Chapter Text
It really did exist.
Ivy and weeds buried the crypt, the cracked building shaded under a thick canopy of dying leaves. Rin had gotten a decent idea of its location on Google Maps, but the possibility of it being a mere nineteenth century ghost tale had lingered, and he had steeled himself to find nothing but a pile of dirt in the woods. Hour-long treks through forests in the middle of the night were part of his job. More often than not, these trips yielded no results. It wouldn’t have been the first time a lead on a conspiracy forum had come to nothing.
But it was here. It was real.
Unless one were to stand in front of the building, it was impossible to see. Not even a drone shot would confirm its existence with certainty. It sat low in the ground, covered in earth and fallen trees, withered away by time and the elements, and the only sign of its origin was a chipped, weathered crest carved above the entrance arch — a stylised sheep and a snowflake, the emblem of the Hiori clan.
With a flashlight in hand and the cover of darkness to hide him, he adjusted a heavy backpack on his shoulder and stepped up to the entrance. A reek of decomposing foliage poisoned his sinuses as soon as he approached. Shining a beam of light around the first interior chamber, grime crept along the walls, tendrils of rot, and debris cluttered the floor from a caved-in roof. This room was falling apart. It should have been a haunting, beautiful place, an amateur imitation of nineteenth century European gothic architecture, but it was a mere shell of that past prestige, destroyed. The facade had long since crumbled away with every howl of the wind and battering from the rain.
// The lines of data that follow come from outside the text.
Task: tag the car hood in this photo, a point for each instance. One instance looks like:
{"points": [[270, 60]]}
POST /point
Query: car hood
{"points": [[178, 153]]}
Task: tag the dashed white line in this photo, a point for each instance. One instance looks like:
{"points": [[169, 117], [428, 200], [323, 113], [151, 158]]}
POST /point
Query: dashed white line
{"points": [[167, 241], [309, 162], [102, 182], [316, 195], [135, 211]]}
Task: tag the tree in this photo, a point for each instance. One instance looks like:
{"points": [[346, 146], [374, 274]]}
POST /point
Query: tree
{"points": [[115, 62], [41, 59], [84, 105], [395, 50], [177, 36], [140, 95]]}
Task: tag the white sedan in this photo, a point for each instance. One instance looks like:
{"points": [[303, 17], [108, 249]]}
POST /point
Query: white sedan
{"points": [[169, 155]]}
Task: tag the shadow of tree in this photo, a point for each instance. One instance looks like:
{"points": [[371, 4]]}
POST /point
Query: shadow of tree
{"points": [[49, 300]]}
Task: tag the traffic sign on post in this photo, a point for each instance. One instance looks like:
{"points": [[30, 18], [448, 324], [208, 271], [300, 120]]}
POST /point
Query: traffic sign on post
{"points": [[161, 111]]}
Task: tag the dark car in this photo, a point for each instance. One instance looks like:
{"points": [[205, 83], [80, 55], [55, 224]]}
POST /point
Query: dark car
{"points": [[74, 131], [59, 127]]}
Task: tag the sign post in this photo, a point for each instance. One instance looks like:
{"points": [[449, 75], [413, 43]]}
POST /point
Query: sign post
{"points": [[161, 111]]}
Still, if the stories are correct, he thought, something is still lingering around here.
The lead was a tenuous one, pieced together from several dispersed sources. A forum post theorised about the location of the crypt. An early 2000s local history website compiled a genealogy of local clans. A ghost stories message board mentioned that the last heir to the Hiori clan had died of tuberculosis, but his body had never decayed. Some public church records noted the dispatch of two priests to the Hiori residence around the same time as the death.
After scouring the internet for weeks, the story looked something like this:
In the late Meiji period, Hiori Yo, the last heir to the Hiori clan, suddenly and mysteriously passed away from tuberculosis at the age of twenty-three. Two priests were urgently called to the house, and the body was very quickly buried in the clan’s newly built crypt on the mountainside, undergoing no funeral rites. No one else ever used the crypt, not even his own parents, and it was swiftly abandoned. Forgotten. Disappeared from general consensus as the Hiori clan died out in the early 20th century. Some say the body of the dead Hiori Yo still lies in its final resting place, not having decayed even after a century, and if you find it, you will find a spirit forever tormented by what happened to him.
Some things weren’t adding up. Why call two priests to the house of a Buddhist family? Why refuse to use the crypt to bury the parents years later? Why was there a pervasive myth that the dead body hadn’t decayed?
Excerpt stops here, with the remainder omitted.